Dessa forma, a criação da mulher foi de uma ajudadora que lhe seja igual, ou seja, homem e
mulher foram criados à imagem e semelhança de Deus, ambos sendo chamados, para dominar
a terra e cooperar com o Criador no desenvolvimento de seus recursos para o bem da
humanidade.
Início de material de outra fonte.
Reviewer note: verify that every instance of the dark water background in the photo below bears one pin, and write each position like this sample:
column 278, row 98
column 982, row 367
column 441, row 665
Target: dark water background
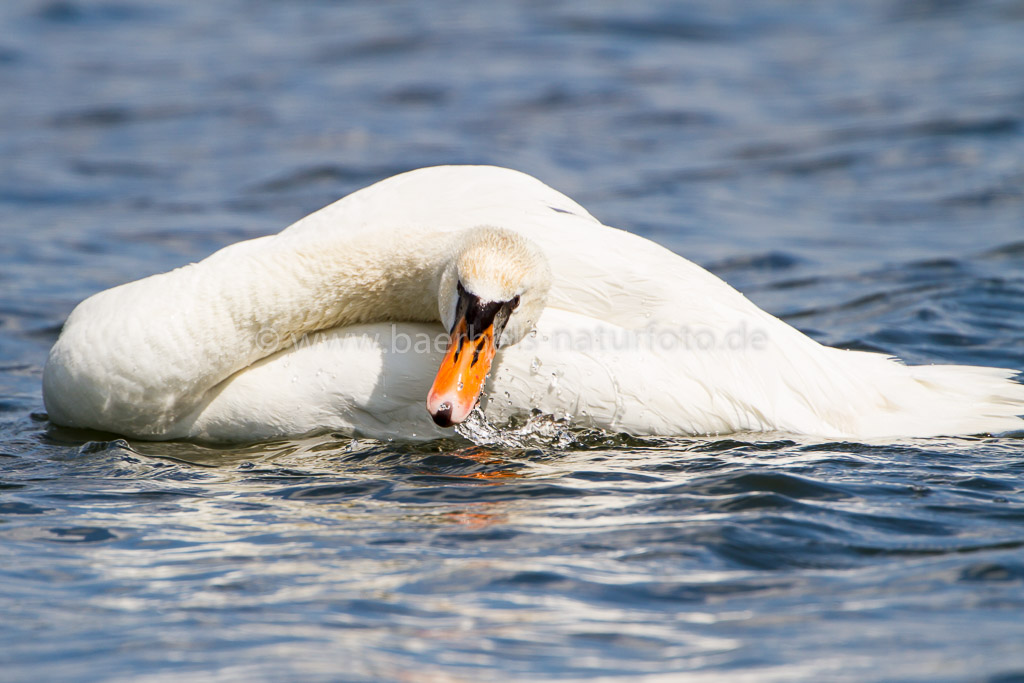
column 855, row 167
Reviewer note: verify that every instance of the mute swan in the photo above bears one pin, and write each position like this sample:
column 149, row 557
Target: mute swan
column 334, row 324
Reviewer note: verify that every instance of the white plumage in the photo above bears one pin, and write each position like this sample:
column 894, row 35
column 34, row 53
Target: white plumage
column 633, row 337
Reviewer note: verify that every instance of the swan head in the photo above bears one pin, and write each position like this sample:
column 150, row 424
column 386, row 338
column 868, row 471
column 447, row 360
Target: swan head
column 493, row 290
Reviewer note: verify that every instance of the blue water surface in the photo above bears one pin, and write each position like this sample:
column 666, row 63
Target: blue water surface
column 854, row 167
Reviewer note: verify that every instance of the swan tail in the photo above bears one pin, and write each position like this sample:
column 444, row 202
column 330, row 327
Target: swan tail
column 941, row 400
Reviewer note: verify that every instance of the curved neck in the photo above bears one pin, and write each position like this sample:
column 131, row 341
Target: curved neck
column 169, row 339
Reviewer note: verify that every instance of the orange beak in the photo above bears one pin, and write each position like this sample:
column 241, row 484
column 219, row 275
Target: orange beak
column 460, row 379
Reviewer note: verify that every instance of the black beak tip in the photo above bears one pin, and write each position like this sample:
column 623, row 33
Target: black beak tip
column 442, row 418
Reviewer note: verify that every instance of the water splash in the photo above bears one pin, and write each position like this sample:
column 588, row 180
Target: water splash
column 539, row 430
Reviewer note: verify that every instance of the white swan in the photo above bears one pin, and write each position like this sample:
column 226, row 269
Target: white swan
column 333, row 325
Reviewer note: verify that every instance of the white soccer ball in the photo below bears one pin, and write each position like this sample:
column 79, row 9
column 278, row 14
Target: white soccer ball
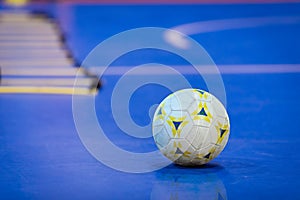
column 190, row 127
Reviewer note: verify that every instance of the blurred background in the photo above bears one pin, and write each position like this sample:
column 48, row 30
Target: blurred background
column 254, row 44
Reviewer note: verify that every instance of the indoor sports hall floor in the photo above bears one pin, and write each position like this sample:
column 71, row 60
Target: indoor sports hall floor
column 255, row 46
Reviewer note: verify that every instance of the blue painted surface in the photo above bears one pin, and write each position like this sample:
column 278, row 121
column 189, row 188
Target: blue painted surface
column 41, row 156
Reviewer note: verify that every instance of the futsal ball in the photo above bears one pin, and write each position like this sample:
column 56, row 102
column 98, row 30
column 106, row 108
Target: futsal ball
column 190, row 127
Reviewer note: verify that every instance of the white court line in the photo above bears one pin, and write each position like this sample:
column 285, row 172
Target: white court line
column 224, row 69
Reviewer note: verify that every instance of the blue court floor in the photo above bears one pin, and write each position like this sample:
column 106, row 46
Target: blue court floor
column 42, row 157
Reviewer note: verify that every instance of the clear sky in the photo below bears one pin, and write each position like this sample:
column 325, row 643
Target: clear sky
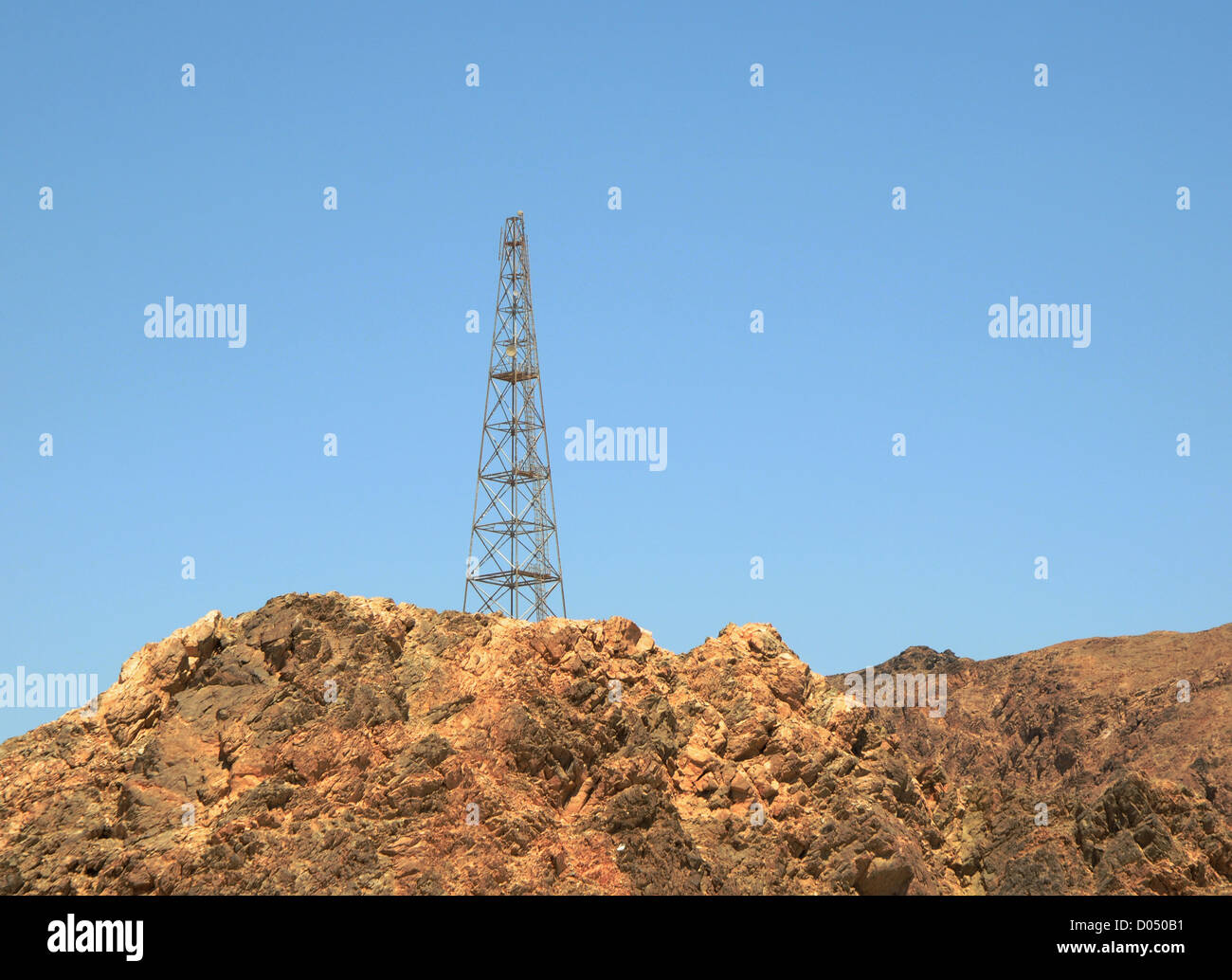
column 734, row 197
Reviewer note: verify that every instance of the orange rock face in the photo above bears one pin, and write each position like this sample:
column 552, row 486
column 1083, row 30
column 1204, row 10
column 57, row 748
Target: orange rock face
column 327, row 743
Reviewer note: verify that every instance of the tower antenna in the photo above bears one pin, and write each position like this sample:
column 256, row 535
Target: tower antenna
column 514, row 564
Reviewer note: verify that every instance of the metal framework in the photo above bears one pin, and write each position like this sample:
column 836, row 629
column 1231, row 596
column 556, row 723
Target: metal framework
column 514, row 564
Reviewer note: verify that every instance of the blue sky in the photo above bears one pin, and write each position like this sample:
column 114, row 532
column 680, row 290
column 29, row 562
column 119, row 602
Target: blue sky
column 734, row 199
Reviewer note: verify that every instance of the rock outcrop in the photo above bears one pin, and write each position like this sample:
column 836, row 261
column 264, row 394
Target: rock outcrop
column 327, row 743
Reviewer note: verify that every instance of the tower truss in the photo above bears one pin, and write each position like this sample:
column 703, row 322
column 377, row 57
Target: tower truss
column 514, row 562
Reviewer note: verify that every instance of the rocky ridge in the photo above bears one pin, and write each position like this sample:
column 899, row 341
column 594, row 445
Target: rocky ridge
column 327, row 743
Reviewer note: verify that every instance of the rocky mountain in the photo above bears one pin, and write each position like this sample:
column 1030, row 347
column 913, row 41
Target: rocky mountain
column 327, row 743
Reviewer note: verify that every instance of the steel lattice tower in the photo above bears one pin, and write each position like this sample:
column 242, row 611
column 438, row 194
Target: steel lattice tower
column 514, row 565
No entanto, os papeis de “masculino e feminino”, apontam para o
relacionamento de amor que une às pessoas da trindade, onde mesmo sendo iguais em poder,
glória e autoridade, há submissão em amor do Filho ao Pai e do Espírito Santo ao Filho e ao
Pai, consequentemente há esta mesma submissão da mulher para com o homem.

Cristianismo e Cultura

O pecado do homem afetou num primeiro momento a vida individual de cada ser humano,
fazendo-o este se afastar de Deus, gerando assim, a morte, mas essa morte não é só a de
indivíduos, mas também, da sociedade, ou seja, uma decadência da cultura em todos os
sentidos: valores, ideais, moralidade e beleza, gerando até mesmo a destruição física do lugar,
como foi o caso de Sodoma e Gomorra, desta forma, Deus nos chama para sermos sal e luz do
mundo, salgando e iluminando a sociedade, trazendo benefícios a cultura.
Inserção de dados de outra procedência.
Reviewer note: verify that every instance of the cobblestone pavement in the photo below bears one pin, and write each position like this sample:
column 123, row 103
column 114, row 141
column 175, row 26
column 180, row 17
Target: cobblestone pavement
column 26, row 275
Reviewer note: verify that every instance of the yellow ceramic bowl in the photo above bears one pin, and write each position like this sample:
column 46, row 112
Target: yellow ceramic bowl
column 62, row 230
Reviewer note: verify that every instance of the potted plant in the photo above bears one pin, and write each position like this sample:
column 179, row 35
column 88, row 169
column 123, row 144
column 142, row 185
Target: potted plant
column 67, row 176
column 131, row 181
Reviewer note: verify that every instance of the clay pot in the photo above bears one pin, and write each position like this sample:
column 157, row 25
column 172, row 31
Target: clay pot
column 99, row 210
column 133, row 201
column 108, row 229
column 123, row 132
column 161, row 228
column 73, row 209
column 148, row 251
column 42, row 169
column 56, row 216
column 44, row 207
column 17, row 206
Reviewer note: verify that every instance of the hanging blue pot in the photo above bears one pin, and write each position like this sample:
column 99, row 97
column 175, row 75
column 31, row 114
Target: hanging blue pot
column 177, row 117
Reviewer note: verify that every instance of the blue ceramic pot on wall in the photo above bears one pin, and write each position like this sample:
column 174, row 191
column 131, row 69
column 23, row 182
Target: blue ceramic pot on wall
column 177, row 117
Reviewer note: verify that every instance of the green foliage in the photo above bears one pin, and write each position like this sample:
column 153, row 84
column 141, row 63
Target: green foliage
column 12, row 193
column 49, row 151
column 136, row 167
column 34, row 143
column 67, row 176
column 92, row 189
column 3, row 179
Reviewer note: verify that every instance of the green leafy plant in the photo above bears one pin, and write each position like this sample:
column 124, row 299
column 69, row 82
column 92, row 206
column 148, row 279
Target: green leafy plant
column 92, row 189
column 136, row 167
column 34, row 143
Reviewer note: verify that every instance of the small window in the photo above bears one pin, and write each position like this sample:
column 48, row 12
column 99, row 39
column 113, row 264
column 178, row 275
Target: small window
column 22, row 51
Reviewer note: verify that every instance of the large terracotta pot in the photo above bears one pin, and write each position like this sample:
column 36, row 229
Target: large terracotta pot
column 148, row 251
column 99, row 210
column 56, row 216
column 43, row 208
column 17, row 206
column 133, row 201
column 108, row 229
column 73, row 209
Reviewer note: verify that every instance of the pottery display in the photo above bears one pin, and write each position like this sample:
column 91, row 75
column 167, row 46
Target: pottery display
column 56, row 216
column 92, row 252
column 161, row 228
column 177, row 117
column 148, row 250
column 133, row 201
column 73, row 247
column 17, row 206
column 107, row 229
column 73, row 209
Isso era o que ocorria no tempo da narrativa bíblica, quando por exemplo, no tempo onde
vitoriosos eram aqueles que utilizavam de força bruta, os 10 mandamentos faziam um enorme
contraste, como também, quando no contexto cultural do novo testamento, os valores de
força e violência do Império Romano, contrastavam com os valores trazidos por Cristo.
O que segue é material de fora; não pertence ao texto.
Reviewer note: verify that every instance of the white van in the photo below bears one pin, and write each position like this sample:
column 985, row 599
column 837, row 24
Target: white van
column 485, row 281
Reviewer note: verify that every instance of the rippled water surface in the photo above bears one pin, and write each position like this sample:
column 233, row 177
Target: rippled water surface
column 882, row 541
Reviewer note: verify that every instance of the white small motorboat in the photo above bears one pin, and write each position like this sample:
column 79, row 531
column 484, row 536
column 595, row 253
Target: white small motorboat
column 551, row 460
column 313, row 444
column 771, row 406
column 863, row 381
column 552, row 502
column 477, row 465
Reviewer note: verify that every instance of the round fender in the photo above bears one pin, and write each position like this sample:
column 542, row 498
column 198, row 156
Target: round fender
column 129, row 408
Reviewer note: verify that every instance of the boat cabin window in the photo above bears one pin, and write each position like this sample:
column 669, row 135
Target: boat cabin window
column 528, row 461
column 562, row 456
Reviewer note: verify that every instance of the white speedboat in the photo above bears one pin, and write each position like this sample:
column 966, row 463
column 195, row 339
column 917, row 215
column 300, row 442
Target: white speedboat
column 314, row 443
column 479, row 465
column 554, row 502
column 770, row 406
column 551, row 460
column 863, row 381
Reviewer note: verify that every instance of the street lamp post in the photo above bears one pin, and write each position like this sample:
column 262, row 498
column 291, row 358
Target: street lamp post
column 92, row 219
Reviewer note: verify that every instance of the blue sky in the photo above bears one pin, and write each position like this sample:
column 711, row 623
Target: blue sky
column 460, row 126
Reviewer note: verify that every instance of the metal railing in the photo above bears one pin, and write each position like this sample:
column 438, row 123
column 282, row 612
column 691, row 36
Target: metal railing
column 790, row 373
Muitos dos valores que possuímos hoje na sociedade advém da graça comum de Deus
derramada sobre uma cultura judaico-cristã, sendo desta que advém o nosso pensamento de
que, os pais não devem matar seus filhos ou abortar, pois no período do império romano era
comum o abandono de crianças ou morte por serem meninas ou deficientes, outros valores
que estão presentes na sociedade fruto do cristianismo é: o amor como valor supremo, o
perdão como prática necessária, o respeito à vida humana, ao autossacrifício, valorização da
mulher e das crianças.

No entanto, nos últimos tempos, muitos cristãos motivados por uma má teologia, colocando
um foco na volta de Cristo, dizem que o cristão deve alienar-se da vida em sociedade,
dedicando-se apenas ao evangelismo e adoração a Deus, fato é, por conta disso, a cultura
passou a ser tomada pelo humanismo, o qual colocou o “homem como centro do universo”,
utilizando-se de cosmovisões reducionistas, que enxergam o problema do homem não como o
pecado, mas como outras questões, como é o caso do marxismo, pragmatismo, niilismo, etc.
Dessa forma, a sociedade tem sido absorta em corrupção, guerras e disputas ideológicas de
um ser humano para com outro, os quais motivados pela ira, querem chegar em um paraíso
utópico nessa terra.

Os cristãos por sua vez, não devem agir dessa forma, pois os grandes nomes do passado que
influenciaram positivamente a sociedade, utilizaram a volta de Jesus e o olhar para eternidade,
não como uma forma de afastar-se deste mundo, mas de propagarem os princípios deste reino
que viria, já neste tempo presente, pois Deus nos chama para enquanto tivermos
oportunidades, não desistirmos, mas mantermos sempre a esperança de dias melhores,
pregando todo o propósito de Deus (Atos 20:27), fazendo boas obras e amando nosso próximo
como a nós mesmos, o que significa ter uma postura ativa em todas as áreas da sociedade,
seja nos lares, na igreja, nos hospitais, nas escolas, empresas, governo, literatura e artes, etc.